Congenital Heart Disease and Pediatric Cardiology
Session Title: Devices, Artificial Intelligence, Digital and Machine Learning
Abstract 16730: Computerized Prediction of Avoidable Serum Potassium Testing in Critically Ill Cardiac Patients
Introduction: Electrolytes are frequently monitored among critically ill patients, especially among cardiac patients due to higher risk of arrhythmias. However, a percentage of these blood draws may potentially be saved. To date, no studies have investigated strategies to safely reduce the density of electrolyte monitoring in critically ill patients.
Hypothesis: We hypothesized that machine learning models can identify potentially avoidable blood draws for serum potassium (K) among pediatric patients following cardiac surgery.

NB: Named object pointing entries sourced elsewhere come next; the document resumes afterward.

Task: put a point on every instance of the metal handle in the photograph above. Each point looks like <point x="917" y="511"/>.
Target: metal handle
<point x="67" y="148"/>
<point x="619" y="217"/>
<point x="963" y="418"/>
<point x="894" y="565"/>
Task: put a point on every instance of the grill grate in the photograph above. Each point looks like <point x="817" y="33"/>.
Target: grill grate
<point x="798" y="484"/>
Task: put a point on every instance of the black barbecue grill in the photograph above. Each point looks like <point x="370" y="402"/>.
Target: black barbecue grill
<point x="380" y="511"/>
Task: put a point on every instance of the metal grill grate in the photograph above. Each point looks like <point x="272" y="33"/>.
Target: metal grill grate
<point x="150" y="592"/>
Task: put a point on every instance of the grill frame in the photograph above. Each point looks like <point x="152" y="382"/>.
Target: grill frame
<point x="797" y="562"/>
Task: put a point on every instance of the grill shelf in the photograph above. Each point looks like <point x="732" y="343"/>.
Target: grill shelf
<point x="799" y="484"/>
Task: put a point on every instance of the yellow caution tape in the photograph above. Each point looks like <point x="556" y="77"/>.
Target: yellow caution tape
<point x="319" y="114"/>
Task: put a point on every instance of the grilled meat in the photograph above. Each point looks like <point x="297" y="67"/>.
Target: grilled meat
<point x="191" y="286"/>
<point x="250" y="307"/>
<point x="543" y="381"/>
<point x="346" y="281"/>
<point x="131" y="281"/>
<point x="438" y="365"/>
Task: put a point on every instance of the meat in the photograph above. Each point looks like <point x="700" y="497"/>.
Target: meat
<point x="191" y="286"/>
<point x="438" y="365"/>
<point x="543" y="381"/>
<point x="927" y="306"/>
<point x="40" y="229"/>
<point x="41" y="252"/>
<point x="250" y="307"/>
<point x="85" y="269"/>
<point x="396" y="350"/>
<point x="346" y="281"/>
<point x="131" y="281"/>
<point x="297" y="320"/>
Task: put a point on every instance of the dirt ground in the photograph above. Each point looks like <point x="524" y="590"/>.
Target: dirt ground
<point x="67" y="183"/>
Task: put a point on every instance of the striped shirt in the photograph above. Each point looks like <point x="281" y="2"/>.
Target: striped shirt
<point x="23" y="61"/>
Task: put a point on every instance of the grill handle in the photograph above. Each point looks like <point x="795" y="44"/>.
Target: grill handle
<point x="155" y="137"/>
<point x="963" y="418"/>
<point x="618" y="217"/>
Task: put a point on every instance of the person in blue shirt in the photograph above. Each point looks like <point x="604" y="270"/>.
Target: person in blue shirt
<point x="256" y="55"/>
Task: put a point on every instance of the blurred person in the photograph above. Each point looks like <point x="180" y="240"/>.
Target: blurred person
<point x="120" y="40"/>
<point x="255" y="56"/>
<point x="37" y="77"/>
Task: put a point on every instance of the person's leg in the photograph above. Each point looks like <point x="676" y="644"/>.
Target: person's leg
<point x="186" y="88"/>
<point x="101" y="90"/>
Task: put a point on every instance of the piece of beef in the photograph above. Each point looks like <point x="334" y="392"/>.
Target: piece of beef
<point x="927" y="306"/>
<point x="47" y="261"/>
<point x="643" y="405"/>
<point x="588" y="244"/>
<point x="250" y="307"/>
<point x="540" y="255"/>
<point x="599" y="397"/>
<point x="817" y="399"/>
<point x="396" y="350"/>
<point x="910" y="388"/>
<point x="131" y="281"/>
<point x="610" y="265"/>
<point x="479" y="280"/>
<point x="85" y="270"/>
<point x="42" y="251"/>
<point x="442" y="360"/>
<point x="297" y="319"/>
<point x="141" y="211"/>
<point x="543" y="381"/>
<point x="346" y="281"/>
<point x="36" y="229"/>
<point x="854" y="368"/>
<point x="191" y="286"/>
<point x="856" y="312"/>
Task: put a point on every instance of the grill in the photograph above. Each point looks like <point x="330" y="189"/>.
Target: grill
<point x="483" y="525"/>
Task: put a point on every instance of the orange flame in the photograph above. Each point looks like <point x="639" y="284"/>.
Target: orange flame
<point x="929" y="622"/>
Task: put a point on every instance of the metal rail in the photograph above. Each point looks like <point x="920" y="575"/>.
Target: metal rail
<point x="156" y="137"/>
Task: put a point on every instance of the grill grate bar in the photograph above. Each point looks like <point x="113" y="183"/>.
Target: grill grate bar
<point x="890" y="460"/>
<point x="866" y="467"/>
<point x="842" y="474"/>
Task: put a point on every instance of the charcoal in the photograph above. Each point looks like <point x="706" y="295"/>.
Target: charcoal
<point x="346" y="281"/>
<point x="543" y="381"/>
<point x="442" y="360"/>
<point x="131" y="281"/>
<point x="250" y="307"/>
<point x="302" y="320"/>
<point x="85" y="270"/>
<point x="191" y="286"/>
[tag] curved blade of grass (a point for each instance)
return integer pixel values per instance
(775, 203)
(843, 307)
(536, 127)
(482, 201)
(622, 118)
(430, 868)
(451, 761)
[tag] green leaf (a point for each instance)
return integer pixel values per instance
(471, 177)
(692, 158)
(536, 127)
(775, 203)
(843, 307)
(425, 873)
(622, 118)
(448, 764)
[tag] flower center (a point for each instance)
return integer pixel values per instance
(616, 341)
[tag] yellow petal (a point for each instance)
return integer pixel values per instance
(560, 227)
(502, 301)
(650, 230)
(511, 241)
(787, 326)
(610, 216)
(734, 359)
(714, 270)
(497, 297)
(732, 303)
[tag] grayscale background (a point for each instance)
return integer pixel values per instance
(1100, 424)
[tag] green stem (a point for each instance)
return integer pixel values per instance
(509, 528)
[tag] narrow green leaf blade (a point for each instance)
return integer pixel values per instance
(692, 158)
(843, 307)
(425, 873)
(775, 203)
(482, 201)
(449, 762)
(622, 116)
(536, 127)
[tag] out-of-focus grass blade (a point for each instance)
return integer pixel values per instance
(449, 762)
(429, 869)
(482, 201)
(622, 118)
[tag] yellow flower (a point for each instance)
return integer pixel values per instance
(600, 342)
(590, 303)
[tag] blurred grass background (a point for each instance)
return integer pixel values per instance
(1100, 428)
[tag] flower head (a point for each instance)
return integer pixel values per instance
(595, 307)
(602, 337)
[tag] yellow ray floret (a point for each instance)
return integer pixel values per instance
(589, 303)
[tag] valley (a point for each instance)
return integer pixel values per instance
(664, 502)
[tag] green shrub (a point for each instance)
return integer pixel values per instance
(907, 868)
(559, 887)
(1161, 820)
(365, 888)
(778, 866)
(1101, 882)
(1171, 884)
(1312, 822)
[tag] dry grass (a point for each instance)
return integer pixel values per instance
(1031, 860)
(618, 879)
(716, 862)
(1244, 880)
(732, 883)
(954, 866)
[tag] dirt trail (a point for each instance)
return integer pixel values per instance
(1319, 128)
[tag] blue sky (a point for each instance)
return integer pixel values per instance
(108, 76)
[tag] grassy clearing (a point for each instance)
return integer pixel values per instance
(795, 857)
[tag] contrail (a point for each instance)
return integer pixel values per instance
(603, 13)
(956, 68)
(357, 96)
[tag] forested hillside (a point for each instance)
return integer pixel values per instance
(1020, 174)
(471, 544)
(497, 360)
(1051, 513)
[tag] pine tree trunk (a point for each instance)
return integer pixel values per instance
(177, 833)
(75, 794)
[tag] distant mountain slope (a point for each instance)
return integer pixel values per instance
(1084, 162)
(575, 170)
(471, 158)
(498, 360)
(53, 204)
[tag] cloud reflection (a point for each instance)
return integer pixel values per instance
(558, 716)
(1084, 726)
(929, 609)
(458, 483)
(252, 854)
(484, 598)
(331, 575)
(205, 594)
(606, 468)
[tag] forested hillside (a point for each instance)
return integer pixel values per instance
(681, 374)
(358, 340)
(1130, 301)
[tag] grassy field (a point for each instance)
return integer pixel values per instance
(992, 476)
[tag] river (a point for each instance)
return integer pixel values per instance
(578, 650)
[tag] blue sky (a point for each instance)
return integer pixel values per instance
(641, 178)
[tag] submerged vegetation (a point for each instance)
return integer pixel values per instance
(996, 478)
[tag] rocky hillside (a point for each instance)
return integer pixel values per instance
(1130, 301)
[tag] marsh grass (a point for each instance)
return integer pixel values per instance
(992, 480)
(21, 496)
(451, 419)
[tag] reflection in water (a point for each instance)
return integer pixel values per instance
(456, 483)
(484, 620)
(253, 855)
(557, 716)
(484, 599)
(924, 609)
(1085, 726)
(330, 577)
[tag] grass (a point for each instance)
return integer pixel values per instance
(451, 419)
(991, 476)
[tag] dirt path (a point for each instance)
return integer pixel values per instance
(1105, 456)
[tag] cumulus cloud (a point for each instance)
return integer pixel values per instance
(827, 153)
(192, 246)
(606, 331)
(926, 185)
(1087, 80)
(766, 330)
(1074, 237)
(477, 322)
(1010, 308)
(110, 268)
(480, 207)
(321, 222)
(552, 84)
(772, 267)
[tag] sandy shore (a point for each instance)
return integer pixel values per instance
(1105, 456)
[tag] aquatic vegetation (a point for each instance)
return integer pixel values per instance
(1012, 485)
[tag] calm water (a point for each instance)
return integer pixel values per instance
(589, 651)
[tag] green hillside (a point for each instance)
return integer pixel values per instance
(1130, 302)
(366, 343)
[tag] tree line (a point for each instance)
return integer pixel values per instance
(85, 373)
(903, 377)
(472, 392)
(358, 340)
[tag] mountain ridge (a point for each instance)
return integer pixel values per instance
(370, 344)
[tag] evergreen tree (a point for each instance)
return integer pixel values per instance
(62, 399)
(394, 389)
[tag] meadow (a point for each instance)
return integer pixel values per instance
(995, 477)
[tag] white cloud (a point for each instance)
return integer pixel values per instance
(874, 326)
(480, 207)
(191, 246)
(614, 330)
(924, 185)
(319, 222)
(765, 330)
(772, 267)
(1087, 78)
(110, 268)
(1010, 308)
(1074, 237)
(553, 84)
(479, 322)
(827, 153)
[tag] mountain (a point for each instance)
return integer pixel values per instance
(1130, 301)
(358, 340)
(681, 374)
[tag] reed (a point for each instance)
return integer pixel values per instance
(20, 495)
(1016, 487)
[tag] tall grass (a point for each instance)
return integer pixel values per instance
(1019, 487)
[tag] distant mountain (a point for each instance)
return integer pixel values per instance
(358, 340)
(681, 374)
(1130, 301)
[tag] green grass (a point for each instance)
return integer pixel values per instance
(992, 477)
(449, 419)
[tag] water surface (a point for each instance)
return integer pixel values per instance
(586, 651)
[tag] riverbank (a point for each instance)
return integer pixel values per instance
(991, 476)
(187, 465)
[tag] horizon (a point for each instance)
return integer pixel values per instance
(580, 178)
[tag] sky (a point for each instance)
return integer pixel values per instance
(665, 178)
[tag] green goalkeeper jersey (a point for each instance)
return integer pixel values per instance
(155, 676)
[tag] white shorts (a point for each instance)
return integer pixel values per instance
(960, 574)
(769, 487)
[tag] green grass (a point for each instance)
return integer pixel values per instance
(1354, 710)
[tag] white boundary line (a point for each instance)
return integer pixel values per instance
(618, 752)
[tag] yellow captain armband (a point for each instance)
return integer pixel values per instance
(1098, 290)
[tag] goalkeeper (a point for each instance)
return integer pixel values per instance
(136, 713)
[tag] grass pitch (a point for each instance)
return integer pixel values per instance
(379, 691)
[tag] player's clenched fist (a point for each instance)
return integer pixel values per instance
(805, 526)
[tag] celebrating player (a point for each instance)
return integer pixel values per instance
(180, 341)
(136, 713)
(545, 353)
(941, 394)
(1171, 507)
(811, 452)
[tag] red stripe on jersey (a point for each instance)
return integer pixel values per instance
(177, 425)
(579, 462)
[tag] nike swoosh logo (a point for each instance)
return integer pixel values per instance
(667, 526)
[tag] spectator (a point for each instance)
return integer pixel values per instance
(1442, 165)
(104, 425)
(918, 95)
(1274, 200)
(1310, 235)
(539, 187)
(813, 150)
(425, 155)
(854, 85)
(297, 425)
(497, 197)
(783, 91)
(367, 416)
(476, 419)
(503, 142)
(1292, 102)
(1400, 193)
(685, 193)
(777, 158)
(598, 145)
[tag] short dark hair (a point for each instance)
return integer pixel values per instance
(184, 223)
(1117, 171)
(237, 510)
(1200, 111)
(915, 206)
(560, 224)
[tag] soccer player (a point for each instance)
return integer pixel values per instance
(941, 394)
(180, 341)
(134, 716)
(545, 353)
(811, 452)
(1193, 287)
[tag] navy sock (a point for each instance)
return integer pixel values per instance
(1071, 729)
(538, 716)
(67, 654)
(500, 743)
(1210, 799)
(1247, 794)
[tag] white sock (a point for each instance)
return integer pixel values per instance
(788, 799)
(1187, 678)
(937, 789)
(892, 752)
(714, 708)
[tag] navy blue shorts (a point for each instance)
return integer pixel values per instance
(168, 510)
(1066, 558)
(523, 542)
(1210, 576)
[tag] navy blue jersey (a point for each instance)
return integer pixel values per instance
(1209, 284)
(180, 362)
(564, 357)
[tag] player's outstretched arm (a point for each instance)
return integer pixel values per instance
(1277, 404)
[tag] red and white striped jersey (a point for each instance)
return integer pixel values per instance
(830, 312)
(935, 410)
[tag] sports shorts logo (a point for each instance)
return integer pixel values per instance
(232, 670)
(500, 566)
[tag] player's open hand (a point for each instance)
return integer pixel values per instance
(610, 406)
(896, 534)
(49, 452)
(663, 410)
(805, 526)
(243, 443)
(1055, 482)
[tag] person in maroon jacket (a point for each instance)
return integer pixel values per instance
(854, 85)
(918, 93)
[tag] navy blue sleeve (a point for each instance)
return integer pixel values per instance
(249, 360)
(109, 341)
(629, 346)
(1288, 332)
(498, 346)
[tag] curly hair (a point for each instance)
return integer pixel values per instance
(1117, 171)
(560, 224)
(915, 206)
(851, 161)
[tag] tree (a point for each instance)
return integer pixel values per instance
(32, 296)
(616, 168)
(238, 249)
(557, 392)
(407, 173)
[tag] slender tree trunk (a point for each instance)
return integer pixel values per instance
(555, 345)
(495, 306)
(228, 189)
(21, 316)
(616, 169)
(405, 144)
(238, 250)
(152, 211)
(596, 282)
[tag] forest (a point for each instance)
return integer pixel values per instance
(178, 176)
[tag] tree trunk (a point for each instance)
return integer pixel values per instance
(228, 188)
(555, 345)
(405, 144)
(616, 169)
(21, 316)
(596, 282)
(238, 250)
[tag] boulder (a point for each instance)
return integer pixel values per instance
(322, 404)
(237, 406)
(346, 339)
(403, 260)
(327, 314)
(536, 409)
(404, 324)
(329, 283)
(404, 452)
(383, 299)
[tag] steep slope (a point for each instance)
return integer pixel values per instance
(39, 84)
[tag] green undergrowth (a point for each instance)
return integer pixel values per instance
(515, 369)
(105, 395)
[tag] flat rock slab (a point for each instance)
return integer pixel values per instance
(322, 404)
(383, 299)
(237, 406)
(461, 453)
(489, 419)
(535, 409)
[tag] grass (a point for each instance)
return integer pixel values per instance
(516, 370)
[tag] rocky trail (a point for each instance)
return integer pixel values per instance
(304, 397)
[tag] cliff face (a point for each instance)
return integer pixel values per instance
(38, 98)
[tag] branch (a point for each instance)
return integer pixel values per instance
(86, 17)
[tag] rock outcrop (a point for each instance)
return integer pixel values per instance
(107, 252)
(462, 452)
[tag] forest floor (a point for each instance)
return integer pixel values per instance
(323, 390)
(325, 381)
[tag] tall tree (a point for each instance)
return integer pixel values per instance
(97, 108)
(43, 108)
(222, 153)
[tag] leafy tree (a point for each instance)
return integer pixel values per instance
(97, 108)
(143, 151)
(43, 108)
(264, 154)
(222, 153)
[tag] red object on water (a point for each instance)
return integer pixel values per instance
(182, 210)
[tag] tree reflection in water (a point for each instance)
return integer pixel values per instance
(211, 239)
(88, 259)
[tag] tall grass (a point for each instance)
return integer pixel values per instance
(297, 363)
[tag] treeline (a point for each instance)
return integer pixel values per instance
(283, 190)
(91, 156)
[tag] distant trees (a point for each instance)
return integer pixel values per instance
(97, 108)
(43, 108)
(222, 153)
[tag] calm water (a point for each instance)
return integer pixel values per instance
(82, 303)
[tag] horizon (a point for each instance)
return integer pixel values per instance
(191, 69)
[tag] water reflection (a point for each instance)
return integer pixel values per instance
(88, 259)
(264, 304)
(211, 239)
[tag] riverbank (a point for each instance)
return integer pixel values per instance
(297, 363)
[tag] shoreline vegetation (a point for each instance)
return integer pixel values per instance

Methods: We retrospectively reviewed data of all patients admitted to the CICU at Boston Children’s Hospital during 2010-2018, having a length of stay ≥4 days and ≥2 recorded serum K measurements. We collected variables related to K homeostasis, including serum chemistry, hourly K intake, diuretics, and urine output. Using established machine learning techniques (Random Forest classifiers and hyperparameters) we created models predicting whether a patient’s K would be normal or abnormal based on the most recent K level, medications administered, urine output, and markers of renal function. We developed multiple models based on different age categories and temporal proximity of the most recent K measurement. We assessed the predictive performance of the models using an independent test set.
Results: Of the 7,269 admissions (6,196 patients) included, 95,674 serum K was measured on average of 1 (IQR 0-1) time per day. 96% of patients received at least one dose of IV diuretic and 83% received a form of K supplementation. Our models predicted a normal K value with a median positive predictive value of 0.90. A median percentage of 2.1% measurements (mean 2.5%, IQR 1.3%-3.7%) were incorrectly predicted as normal when they were abnormal. A median percentage of 0.0% (IQR 0.0%-0.4%) were incorrectly predicted as normal while being critically low or high. A median of 27.2% (IQR 7.8%-32.4%) of samples were correctly predicted to be normal and could have been potentially avoided.
Conclusions: Machine-learning methods can be used to accurately predict avoidable blood tests for serum K in critically ill pediatric patients. A median of 27.2% of samples could have been saved, with decreased costs and risk of infection or anemia.